La première instance judiciaire interpellée, le Tribunal administratif fédéral (TAF), donnait encore partiellement raison à l’Administration et au gouvernement. Il a jugé que l’accès à une liste des 40 plus importants fournisseurs (en chiffre d’affaires) ne pouvait être accordé que de manière anonymisée.
C’est ce verdict que le Tribunal fédéral (TF) a renversé dans son audience publique du 2 décembre 2015: les juges ont décidé que la liste devait être fournie, y compris les noms des entreprises prestataires.
Avocats coûteux, arguments bon marché
La Cour suprême balaie ainsi les multiples prétextes par lesquels l’Administration a si longtemps tenté d’empêcher la transparence. Les juges fédéraux ne voient guère comment la publication d’une liste pourrait, par exemple, influencer le cours de l’action d’une société, ni comment de telles données permettraient de deviner la structure de la clientèle d’une entreprise, a argumenté le juge rapporteur lors des délibérations.
L’OFCL avait mandaté pour l’affaire une étude d’avocats externe, qui a essayé d’éviter l’accès à l’aide de multiples voies de droit. Certaines de ses requêtes se déclinaient en pas moins de 200 points.
Mais cette offensive juridique n’a pas atteint son but : les juges fédéraux sont rapidement tombés d’accord sur le fait que les dispositions sur la confidentialité de la loi sur la statistique ne pouvaient être invoquées pour interdire l’accès. C’est cet aspect que la Tribunal fédéral administratif avait, lui, retenu.
La question de savoir si les 40 entreprises concernées par la demande d’accès devaient être entendues a été davantage débattue. La minorité argüait que le droit à être entendu, prévu pas la LTrans, ne pouvait être simplement jeté par-dessus bord. Mais trois des cinq juges ont affirmé que ce droit à être entendu n’était pas absolu et ne devait pas torpiller l’idée même de transparence. Ils se sont rendu compte qu’une audition exhaustive aurait, en pratique, empêché la consultation du document : le litige aurait duré des années durant et les risques de procès seraient devenus insoutenables pour l’entreprise de presse.

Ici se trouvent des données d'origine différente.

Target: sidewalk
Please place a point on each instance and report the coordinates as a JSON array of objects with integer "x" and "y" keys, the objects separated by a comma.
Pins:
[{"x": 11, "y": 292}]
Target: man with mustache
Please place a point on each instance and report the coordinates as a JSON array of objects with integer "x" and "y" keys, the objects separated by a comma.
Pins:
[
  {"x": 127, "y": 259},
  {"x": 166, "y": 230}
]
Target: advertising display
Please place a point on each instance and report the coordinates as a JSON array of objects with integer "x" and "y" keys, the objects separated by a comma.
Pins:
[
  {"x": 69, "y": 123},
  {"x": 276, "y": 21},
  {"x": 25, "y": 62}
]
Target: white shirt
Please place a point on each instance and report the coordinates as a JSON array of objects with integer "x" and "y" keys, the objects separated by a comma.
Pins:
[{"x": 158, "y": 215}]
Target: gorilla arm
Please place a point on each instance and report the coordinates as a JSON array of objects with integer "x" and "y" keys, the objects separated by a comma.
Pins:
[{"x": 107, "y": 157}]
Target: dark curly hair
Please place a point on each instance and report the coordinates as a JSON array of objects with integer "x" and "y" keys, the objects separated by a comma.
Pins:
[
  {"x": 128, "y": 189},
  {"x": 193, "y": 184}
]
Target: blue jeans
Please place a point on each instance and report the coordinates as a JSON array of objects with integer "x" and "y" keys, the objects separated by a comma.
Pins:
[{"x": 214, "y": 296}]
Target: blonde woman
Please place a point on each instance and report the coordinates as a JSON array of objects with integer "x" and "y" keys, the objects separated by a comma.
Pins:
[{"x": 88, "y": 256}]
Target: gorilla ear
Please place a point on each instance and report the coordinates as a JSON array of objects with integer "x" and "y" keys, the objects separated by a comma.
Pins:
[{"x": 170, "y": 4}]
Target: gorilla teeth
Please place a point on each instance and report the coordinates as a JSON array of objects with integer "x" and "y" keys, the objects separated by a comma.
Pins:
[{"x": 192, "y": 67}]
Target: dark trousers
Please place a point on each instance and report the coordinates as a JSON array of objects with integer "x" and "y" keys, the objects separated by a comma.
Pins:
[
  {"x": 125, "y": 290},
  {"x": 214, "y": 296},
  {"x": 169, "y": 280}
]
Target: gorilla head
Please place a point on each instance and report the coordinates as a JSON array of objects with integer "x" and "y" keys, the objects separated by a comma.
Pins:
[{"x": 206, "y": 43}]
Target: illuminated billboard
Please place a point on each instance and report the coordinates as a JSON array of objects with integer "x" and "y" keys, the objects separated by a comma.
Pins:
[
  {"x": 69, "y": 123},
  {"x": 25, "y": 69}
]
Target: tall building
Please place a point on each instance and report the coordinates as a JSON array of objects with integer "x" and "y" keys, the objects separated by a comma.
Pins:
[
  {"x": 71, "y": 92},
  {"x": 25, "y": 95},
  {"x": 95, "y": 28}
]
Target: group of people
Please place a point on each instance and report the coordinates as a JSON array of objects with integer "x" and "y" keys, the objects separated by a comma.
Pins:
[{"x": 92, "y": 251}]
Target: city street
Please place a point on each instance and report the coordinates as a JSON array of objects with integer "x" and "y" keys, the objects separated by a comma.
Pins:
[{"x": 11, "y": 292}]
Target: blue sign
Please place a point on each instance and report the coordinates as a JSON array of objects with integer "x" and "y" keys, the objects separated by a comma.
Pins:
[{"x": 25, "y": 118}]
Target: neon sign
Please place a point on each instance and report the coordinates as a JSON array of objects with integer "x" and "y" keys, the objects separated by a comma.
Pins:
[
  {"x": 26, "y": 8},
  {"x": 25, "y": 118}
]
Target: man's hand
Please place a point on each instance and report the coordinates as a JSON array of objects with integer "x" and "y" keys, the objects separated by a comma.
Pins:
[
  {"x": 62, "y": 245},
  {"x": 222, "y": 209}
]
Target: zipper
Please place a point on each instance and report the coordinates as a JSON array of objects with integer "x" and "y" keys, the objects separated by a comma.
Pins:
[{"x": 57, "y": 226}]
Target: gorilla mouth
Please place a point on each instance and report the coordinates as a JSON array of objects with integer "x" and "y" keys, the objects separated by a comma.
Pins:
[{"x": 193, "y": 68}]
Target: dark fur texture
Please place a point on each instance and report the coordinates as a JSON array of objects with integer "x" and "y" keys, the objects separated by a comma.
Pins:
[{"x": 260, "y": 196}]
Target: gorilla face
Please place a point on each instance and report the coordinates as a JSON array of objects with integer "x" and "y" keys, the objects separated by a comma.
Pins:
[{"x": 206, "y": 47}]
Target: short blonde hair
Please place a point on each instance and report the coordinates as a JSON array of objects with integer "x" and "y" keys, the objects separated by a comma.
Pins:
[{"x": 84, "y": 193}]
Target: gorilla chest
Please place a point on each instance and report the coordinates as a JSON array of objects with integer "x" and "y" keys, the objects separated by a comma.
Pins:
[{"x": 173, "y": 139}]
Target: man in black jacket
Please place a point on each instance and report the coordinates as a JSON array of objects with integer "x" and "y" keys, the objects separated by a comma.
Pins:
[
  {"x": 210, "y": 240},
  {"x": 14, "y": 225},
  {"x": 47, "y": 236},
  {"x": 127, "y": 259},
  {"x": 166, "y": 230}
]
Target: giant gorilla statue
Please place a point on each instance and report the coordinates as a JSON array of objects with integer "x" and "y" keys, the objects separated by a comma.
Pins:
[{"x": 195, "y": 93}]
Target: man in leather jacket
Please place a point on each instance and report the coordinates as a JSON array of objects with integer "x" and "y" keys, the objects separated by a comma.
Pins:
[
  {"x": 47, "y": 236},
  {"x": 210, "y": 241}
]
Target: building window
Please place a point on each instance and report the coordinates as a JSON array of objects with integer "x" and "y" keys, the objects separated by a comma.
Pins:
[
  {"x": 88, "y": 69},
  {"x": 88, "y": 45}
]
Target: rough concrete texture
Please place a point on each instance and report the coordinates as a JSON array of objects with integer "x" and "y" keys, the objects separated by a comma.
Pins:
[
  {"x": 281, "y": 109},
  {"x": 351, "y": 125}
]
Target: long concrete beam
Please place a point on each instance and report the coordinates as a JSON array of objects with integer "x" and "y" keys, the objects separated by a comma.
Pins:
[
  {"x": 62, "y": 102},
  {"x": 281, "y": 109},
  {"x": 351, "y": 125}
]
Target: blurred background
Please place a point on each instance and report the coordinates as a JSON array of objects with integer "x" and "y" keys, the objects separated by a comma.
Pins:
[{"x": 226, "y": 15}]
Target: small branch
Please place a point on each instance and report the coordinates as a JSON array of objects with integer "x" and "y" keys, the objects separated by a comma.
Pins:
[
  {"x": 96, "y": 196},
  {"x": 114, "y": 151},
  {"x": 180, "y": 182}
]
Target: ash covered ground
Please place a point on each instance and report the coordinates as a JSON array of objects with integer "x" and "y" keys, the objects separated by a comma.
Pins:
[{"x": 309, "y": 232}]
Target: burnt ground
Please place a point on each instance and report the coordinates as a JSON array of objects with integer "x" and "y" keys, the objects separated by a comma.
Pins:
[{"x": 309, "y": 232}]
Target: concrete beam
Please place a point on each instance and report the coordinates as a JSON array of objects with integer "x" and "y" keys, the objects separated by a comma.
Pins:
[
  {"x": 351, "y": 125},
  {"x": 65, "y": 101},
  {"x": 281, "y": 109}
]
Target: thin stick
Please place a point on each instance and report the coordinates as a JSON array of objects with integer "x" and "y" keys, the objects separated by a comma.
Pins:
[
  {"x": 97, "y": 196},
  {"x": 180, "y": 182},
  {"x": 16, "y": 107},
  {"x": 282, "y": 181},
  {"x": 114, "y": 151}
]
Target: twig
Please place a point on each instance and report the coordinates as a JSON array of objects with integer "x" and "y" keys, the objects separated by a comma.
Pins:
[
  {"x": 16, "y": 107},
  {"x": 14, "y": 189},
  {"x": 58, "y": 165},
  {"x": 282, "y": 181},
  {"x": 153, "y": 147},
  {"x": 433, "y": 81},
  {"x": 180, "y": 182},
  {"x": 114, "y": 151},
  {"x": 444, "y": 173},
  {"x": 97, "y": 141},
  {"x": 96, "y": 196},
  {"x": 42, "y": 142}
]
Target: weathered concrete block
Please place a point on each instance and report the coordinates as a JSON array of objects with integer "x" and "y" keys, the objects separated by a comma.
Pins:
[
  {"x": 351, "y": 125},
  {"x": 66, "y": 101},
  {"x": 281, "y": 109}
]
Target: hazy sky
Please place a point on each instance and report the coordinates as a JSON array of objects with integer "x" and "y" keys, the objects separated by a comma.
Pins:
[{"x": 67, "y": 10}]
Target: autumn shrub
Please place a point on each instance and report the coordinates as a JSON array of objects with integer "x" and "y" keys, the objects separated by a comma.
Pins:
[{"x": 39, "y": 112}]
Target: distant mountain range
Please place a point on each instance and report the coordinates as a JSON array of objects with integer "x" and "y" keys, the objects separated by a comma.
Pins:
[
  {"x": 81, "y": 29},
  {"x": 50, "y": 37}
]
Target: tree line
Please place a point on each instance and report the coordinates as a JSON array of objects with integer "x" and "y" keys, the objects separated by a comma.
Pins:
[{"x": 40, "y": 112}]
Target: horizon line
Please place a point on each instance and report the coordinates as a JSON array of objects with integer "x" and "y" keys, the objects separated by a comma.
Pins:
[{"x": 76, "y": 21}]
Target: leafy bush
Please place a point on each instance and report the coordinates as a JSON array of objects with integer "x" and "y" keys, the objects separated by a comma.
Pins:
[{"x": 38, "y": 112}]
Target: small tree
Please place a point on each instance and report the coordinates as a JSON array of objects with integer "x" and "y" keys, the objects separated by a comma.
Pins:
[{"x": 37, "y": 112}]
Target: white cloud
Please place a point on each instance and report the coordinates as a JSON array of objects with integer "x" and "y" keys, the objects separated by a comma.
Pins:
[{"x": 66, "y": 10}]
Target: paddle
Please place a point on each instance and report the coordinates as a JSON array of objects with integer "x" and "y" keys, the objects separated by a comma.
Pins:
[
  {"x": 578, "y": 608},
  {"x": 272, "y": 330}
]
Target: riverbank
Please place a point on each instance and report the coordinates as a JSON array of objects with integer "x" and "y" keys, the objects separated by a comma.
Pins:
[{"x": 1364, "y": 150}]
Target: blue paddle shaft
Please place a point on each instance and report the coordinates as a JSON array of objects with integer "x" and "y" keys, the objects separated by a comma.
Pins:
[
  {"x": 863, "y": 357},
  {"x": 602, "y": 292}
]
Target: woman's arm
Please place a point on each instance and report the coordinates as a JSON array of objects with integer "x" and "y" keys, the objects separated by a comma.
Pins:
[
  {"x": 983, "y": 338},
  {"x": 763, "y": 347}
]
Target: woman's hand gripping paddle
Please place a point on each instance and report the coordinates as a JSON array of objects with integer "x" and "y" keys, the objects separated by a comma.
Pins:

La Tribunal fédéral n’a pas suivi les journaux dans leur requête d’obtenir l’accès à l’ensemble de la statistique des fournisseurs. Cela engendrerait un trop grand effort, a argumenté la Cour. Cette dernière n’a toutefois pas dit à partir de combien d’entreprises (41, 50, 100 ou même 1000), l’effort supplémentaire deviendrait insoutenable.
Droit aux informations
Lors de la procédure de médiation déjà, le Préposé fédéral à la protection des données et à transparence (PFPDT) avait plaidé en faveur de l’accès à la statistique des fournisseurs: une anonymisation n’est pas compatible avec le droit en vigueur sur les marchés publics, écrivait-il dans sa recommandation.
Après que le « Tages-Anzeiger » eut mis au jour un scandale de probable corruption dans les contrats informatiques du Département de l’économie de Johann Schneider-Ammann, le Préposé Hanspeter Thür, parti à fin novembre 2015, avait publiquement critiqué le Conseil fédéral pour son manque de transparence dans les achats : «Quand l’argent de l’Etat est dépensé, le public a le droit de savoir qui en bénéficie », disait-il.
Le Tribunal fédéral a maintenant largement suivi ce point de vue.
Martin Stoll est directeur de Loitransparence.ch et journaliste à la «SonntagsZeitung». Il a porté ce cas devant le Tribunal fédéral avec Titus Plattner, journaliste à la cellule enquête commune au «Matin Dimanche» et à la «SonntagsZeitung».